28 Dès lors, la demande de Commerz Nederland tendant à obtenir la réouverture de la procédure orale doit être rejetée.

Sur les questions préjudicielles

29 Par ses questions, qu'il convient d'examiner ensemble, la juridiction de renvoi demande, en substance, si l'article 107, paragraphe 1, TFUE doit être interprété en ce sens que, aux fins de déterminer si des garanties accordées par une entreprise publique sont ou non imputables à l'autorité publique la contrôlant, sont pertinentes les circonstances selon lesquelles, d'une part, l'administrateur unique de ladite entreprise qui a accordé ces garanties a agi irrégulièrement, a délibérément gardé secret leur octroi et a méconnu les statuts de son entreprise et, d'autre part, ladite autorité publique se serait opposée à l'octroi de ces garanties, si elle en avait été informée. La juridiction de renvoi souhaite, en outre, savoir si ces circonstances sont de nature à exclure, dans une situation telle que celle de l'affaire au principal, une telle imputabilité.

30 À titre liminaire, il y a lieu de relever qu'il est constant que, dans l'affaire au principal, l'octroi par Havenbedrijf Rotterdam des garanties couvrant les crédits accordés à RDM Vehicles, à RDM Finance I et à RDM Finance II implique l'engagement de ressources d'État, au sens de l'article 107, paragraphe 1, TFUE, dès lors que ces garanties comportent un risque économique suffisamment concret susceptible d'entraîner des charges pour Havenbedrijf Rotterdam et que cette dernière était entièrement détenue, à la date des faits au principal, par la commune de Rotterdam.

31 S'agissant de l'imputabilité à l'État, au sens de l'article 107, paragraphe 1, TFUE, de l'octroi de ces garanties, il convient de rappeler qu'elle ne saurait être déduite du seul fait que ces dernières ont été accordées par une entreprise publique contrôlée par l'État. En effet, même si l'État est en mesure de contrôler une entreprise publique et d'exercer une influence déterminante sur les opérations de celle-ci, l'exercice effectif de ce contrôle dans un cas concret ne saurait être automatiquement présumé. Il est encore nécessaire d'examiner si les autorités publiques doivent être considérées comme ayant été impliquées, d'une manière ou d'une autre, dans l'adoption de ces mesures (voir, en ce sens, arrêt France/Commission, EU:C:2002:294, points 50 à 52).

32 À cet égard, il ne saurait être exigé qu'il soit démontré, sur le fondement d'une instruction précise, que les autorités publiques ont incité concrètement l'entreprise publique à prendre les mesures d'aide concernées.
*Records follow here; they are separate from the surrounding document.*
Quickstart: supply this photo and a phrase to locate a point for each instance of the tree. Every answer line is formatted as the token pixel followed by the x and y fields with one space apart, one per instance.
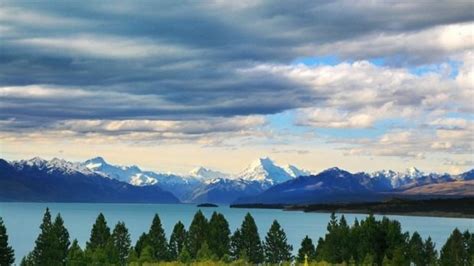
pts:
pixel 100 234
pixel 307 249
pixel 219 235
pixel 177 240
pixel 236 245
pixel 61 239
pixel 141 243
pixel 430 255
pixel 121 242
pixel 157 240
pixel 469 244
pixel 197 233
pixel 43 252
pixel 7 256
pixel 147 255
pixel 184 257
pixel 75 255
pixel 276 246
pixel 204 253
pixel 415 249
pixel 250 240
pixel 454 251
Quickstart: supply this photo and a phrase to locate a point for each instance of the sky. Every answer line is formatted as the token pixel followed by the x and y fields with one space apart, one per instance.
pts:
pixel 168 86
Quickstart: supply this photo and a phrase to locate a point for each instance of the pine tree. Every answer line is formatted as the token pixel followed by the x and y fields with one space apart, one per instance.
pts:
pixel 205 253
pixel 100 234
pixel 142 242
pixel 43 253
pixel 250 240
pixel 7 256
pixel 415 249
pixel 197 234
pixel 61 239
pixel 27 260
pixel 157 240
pixel 430 255
pixel 132 257
pixel 75 255
pixel 177 240
pixel 121 242
pixel 184 257
pixel 236 245
pixel 469 244
pixel 276 247
pixel 307 249
pixel 147 255
pixel 219 235
pixel 454 251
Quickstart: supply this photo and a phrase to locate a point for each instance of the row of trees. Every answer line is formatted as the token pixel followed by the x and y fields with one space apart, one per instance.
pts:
pixel 368 242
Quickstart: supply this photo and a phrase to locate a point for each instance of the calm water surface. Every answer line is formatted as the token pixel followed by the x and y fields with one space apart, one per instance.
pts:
pixel 23 220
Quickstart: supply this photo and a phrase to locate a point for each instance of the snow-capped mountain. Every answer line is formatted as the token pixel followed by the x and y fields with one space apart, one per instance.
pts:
pixel 58 180
pixel 265 170
pixel 54 165
pixel 206 173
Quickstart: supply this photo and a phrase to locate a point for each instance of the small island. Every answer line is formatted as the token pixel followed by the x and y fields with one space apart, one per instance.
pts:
pixel 207 205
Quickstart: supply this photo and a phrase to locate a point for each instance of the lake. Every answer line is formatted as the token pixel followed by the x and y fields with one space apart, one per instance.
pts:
pixel 23 219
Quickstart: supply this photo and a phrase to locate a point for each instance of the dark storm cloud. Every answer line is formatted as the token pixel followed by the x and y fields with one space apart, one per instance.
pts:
pixel 163 60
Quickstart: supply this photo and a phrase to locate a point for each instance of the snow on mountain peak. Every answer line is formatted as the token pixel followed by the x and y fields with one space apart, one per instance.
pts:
pixel 206 173
pixel 264 169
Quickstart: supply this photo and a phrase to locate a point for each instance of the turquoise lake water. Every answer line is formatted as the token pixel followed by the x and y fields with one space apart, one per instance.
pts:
pixel 23 220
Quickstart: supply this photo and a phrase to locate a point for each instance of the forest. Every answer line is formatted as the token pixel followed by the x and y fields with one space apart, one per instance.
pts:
pixel 369 241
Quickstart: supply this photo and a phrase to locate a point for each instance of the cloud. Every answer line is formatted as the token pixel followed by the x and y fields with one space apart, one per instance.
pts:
pixel 210 71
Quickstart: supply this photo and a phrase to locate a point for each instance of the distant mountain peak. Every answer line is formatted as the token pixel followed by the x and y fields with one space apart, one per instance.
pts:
pixel 206 173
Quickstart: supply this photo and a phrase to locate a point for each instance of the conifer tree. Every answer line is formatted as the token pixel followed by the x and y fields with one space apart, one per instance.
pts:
pixel 147 255
pixel 43 253
pixel 415 249
pixel 205 253
pixel 157 240
pixel 307 249
pixel 197 234
pixel 27 260
pixel 277 249
pixel 100 234
pixel 7 256
pixel 121 242
pixel 142 242
pixel 184 257
pixel 132 258
pixel 469 244
pixel 236 245
pixel 219 235
pixel 61 239
pixel 454 251
pixel 430 255
pixel 75 255
pixel 177 240
pixel 250 240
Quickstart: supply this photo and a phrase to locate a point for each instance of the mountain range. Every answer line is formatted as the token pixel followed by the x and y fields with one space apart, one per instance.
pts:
pixel 263 181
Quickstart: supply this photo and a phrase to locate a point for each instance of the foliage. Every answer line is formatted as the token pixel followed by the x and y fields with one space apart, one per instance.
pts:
pixel 52 243
pixel 307 249
pixel 100 234
pixel 157 240
pixel 219 235
pixel 7 256
pixel 250 240
pixel 177 240
pixel 121 243
pixel 197 233
pixel 276 248
pixel 75 255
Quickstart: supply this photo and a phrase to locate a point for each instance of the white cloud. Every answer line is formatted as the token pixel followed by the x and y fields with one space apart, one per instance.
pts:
pixel 107 46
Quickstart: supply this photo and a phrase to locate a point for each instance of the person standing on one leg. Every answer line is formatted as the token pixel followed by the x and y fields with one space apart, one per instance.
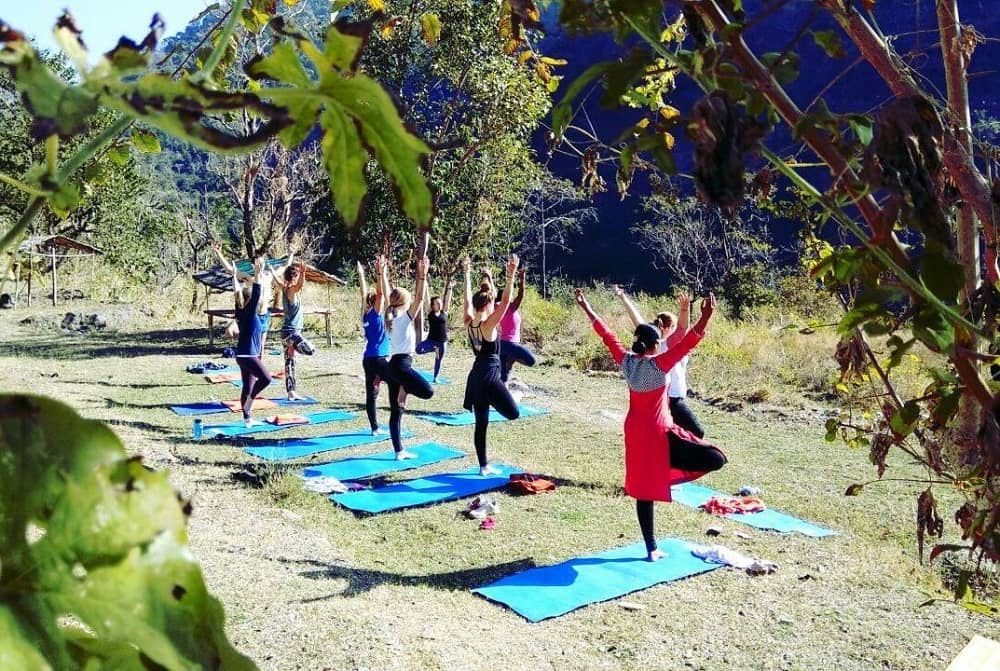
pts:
pixel 672 331
pixel 401 377
pixel 437 331
pixel 376 355
pixel 511 349
pixel 651 466
pixel 484 387
pixel 254 376
pixel 294 277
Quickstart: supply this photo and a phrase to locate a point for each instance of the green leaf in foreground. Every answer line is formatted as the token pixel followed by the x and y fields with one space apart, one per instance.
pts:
pixel 96 572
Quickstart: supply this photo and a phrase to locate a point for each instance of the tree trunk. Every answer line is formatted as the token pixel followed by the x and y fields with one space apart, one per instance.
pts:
pixel 960 137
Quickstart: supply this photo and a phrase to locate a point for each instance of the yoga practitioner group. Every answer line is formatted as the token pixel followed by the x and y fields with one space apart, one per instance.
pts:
pixel 664 442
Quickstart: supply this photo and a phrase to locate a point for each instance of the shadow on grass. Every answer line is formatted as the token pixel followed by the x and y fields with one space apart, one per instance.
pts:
pixel 125 345
pixel 361 580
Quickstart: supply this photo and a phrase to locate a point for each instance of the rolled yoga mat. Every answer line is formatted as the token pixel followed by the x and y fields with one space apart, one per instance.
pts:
pixel 304 447
pixel 356 468
pixel 694 496
pixel 423 491
pixel 550 591
pixel 467 418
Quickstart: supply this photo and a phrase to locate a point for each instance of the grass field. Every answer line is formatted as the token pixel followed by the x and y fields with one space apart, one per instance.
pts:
pixel 308 585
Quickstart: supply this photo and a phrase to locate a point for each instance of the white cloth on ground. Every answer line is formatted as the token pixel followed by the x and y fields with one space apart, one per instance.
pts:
pixel 720 554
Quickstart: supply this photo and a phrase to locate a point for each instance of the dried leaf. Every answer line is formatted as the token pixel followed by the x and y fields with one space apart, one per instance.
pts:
pixel 928 521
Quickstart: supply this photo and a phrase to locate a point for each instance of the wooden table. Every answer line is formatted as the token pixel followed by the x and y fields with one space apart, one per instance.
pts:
pixel 230 313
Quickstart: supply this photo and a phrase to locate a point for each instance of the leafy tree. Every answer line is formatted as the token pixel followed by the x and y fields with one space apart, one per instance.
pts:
pixel 96 569
pixel 475 107
pixel 706 251
pixel 111 548
pixel 910 189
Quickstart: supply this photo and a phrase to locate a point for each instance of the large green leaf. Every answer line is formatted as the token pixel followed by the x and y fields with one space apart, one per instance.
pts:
pixel 398 151
pixel 281 65
pixel 345 159
pixel 89 533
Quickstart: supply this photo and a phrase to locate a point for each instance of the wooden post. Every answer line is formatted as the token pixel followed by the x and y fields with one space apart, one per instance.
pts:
pixel 55 284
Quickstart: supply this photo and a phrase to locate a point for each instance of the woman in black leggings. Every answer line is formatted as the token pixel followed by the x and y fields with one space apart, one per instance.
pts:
pixel 251 340
pixel 400 375
pixel 484 387
pixel 376 355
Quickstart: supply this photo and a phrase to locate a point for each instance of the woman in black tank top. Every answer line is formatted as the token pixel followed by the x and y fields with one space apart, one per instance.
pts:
pixel 484 388
pixel 437 331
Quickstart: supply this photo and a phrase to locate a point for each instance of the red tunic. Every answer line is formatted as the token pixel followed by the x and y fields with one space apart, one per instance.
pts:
pixel 648 474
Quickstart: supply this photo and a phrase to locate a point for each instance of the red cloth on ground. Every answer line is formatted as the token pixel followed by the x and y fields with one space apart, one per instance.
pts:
pixel 648 474
pixel 724 505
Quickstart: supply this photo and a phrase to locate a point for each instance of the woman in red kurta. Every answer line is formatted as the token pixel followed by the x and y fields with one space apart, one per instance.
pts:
pixel 652 465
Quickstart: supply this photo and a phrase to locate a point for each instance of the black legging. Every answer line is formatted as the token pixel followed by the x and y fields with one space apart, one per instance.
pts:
pixel 400 374
pixel 374 373
pixel 684 417
pixel 499 398
pixel 255 380
pixel 687 456
pixel 511 353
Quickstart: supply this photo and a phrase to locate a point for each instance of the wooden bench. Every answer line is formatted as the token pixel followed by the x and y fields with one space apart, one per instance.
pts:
pixel 275 312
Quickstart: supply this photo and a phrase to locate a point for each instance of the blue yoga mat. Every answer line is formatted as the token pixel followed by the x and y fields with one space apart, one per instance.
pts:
pixel 550 591
pixel 467 418
pixel 694 495
pixel 356 468
pixel 212 407
pixel 238 429
pixel 304 447
pixel 429 377
pixel 422 491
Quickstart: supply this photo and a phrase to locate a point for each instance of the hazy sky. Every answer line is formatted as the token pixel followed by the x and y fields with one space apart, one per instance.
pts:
pixel 102 21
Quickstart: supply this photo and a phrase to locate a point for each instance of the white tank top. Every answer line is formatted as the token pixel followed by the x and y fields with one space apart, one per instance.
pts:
pixel 678 376
pixel 402 335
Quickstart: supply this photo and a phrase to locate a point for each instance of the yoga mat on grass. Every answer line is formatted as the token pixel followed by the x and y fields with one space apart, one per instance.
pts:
pixel 357 468
pixel 694 495
pixel 550 591
pixel 422 491
pixel 304 447
pixel 429 377
pixel 212 407
pixel 467 418
pixel 237 428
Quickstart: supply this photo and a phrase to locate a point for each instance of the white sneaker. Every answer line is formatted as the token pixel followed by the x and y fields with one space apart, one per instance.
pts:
pixel 481 507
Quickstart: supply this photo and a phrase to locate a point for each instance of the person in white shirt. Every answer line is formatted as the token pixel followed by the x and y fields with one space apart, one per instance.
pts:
pixel 401 378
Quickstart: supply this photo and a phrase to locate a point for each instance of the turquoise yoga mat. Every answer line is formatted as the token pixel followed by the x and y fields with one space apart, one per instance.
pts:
pixel 356 468
pixel 467 418
pixel 694 496
pixel 551 591
pixel 213 407
pixel 304 447
pixel 429 377
pixel 423 491
pixel 238 429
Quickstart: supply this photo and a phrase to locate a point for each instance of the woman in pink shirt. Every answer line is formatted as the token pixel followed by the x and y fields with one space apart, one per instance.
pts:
pixel 511 349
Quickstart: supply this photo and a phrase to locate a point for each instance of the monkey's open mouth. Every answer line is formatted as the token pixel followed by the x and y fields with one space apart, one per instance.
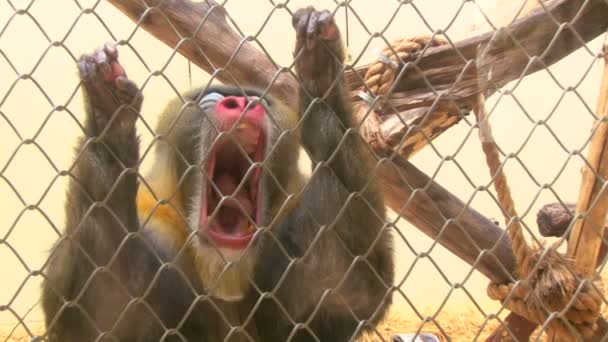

En effet, l'imputabilité à l'État d'une mesure d'aide prise par une entreprise publique peut être déduite d'un ensemble d'indices résultant des circonstances de l'espèce et du contexte dans lequel cette mesure est intervenue (arrêt France/Commission, EU:C:2002:294, points 53 et 55).

33 En particulier, est pertinent tout indice indiquant, dans le cas concret, ou bien une implication des autorités publiques ou l'improbabilité d'une absence d'implication dans l'adoption d'une mesure, eu égard également à l'ampleur de celle-ci, à son contenu ou aux conditions qu'elle comporte, ou bien l'absence d'implication desdites autorités dans l'adoption de ladite mesure (arrêt France/Commission, EU:C:2002:294, points 56 et 57).

34 À la lumière de cette jurisprudence, il incombe à la juridiction de renvoi de vérifier si, en l'occurrence, l'imputabilité à l'État des garanties accordées par Havenbedrijf Rotterdam peut être déduite de l'ensemble des indices résultant des circonstances de l'affaire au principal et du contexte dans lequel elles sont intervenues. À cette fin, il y a lieu de déterminer si ces indices permettent d'établir, en l'occurrence, une implication des autorités publiques ou l'improbabilité d'une absence d'implication de celles-ci dans l'octroi de ces garanties.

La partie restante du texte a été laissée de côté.